Maria is home again from her trip to the British Isles. I am glad that she was able to go and do most of what she wanted but I have to admit that I was extremely worried the entire time she was gone. I can't really explain this because she has traveled to Europe before with very little concern on my end. I'm not sure if it is me aging or the instability of the world we live in but anytime anything out of the ordinary happened my "mom" antennae shot up. Her travel blog was the only thing that kept me calm. I loved reading her story and looking at her photos in almost real time. The most interesting thing for me was when we instant messaged because we just happened to be on line at the same time. It was so incredible that we could be thousands and thousands of miles apart but technology could create a situation where worldwide communication is as simple as a click of the keys. The other interesting thing was the Facebook experience. She could send messages and people responded immediately. She could get advice about simple things like tax and duties as well as find a hospital for medical care when she needed. Once again, technology is an amazing thing.

Saturday, July 04, 2009

Week Number One

The first week of summer school is in the books and most of what I feel is relief. Like anything else, the beginning is always the hardest. The first days of summer school are even more challenging because of the kids that come and go. Or rather than come and go, I should say the kids that don't come and others take their place. These students are famous for not following through on commitments so the ones that sign up don't actually show up.

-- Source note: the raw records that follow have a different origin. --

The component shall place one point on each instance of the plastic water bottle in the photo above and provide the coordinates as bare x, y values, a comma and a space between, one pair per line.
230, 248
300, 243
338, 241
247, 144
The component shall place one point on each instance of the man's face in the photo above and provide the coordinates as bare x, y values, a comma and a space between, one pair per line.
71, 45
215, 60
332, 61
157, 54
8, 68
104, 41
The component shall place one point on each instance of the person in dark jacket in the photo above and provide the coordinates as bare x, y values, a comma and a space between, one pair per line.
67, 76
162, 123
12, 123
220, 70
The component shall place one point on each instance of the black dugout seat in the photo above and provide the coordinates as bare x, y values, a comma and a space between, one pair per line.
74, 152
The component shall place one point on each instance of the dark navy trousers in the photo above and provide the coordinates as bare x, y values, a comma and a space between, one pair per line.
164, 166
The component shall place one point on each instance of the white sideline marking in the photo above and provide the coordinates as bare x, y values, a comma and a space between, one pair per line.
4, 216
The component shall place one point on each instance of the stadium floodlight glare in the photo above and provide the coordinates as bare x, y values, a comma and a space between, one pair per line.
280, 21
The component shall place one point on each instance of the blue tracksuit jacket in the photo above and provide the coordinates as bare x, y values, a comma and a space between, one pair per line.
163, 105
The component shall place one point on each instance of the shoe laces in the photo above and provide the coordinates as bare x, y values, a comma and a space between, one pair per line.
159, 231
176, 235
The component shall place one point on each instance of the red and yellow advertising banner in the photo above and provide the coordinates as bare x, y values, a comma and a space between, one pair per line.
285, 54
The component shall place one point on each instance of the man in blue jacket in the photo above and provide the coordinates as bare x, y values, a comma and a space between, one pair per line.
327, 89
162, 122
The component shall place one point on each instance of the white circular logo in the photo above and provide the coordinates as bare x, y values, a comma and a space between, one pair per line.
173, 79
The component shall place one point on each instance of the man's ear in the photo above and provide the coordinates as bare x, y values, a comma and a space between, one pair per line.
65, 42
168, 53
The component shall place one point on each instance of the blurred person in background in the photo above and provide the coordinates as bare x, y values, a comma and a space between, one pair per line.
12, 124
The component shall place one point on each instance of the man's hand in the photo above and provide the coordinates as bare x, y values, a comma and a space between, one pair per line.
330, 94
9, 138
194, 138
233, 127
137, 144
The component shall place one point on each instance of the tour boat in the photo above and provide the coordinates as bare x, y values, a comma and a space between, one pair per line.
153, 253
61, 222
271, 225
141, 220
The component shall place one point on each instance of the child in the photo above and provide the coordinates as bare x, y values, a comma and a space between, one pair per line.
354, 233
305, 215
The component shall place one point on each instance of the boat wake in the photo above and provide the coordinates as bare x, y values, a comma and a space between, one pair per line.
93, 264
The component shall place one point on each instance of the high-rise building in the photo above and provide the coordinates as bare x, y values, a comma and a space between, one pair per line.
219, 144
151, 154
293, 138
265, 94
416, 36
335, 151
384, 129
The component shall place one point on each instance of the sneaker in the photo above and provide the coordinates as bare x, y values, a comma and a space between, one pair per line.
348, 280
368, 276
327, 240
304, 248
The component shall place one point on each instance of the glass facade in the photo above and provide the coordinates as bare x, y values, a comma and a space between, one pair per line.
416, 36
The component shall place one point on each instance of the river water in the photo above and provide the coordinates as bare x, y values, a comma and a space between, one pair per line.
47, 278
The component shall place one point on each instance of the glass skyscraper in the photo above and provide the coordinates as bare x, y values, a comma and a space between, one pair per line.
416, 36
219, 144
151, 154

So every day kids on the waiting list are called to take their place. That makes it doubly difficult to create a sense of community. I am hopeful that next week we will be able to make some progress in knowing who is supposed to be in the room. Summer school kids are by their nature wacky. It's the only word for them. They say and do things that are totally unexpected. But mostly they just don't engage in classroom activities. That is a challenge for a teacher like me who depends on relationships for the bulk of classroom management. So the first week was a lot of work in just trying to develop an interest in what was going on in room 23. I am also challenged by being in an unfamiliar classroom and school campus. On the second day of school a student showed up a day and an hour late for class. He didn't last long before he decided to bolt. I tried hard to go on autopilot but couldn't because I had to think about the direction he was going and where streets or traffic were in relationship to that. I knew I needed to call the office but had to locate the phone first and then the list of summer school numbers. Then I had to inform the student teacher what just happened because she appeared to have missed the whole thing. Not a pleasant experience. You would thing that incident was the worst of the week but I was actually more frustrated by the lack of student involvement. They act like they have never heard the term reading strategies before in their lives. Hopefully we will all warm up a bit in week number two. But I will just say here and now that I have no desire to do this again next year. I will just need to figure out ways to relax and enjoy myself at home without spending anything to do it.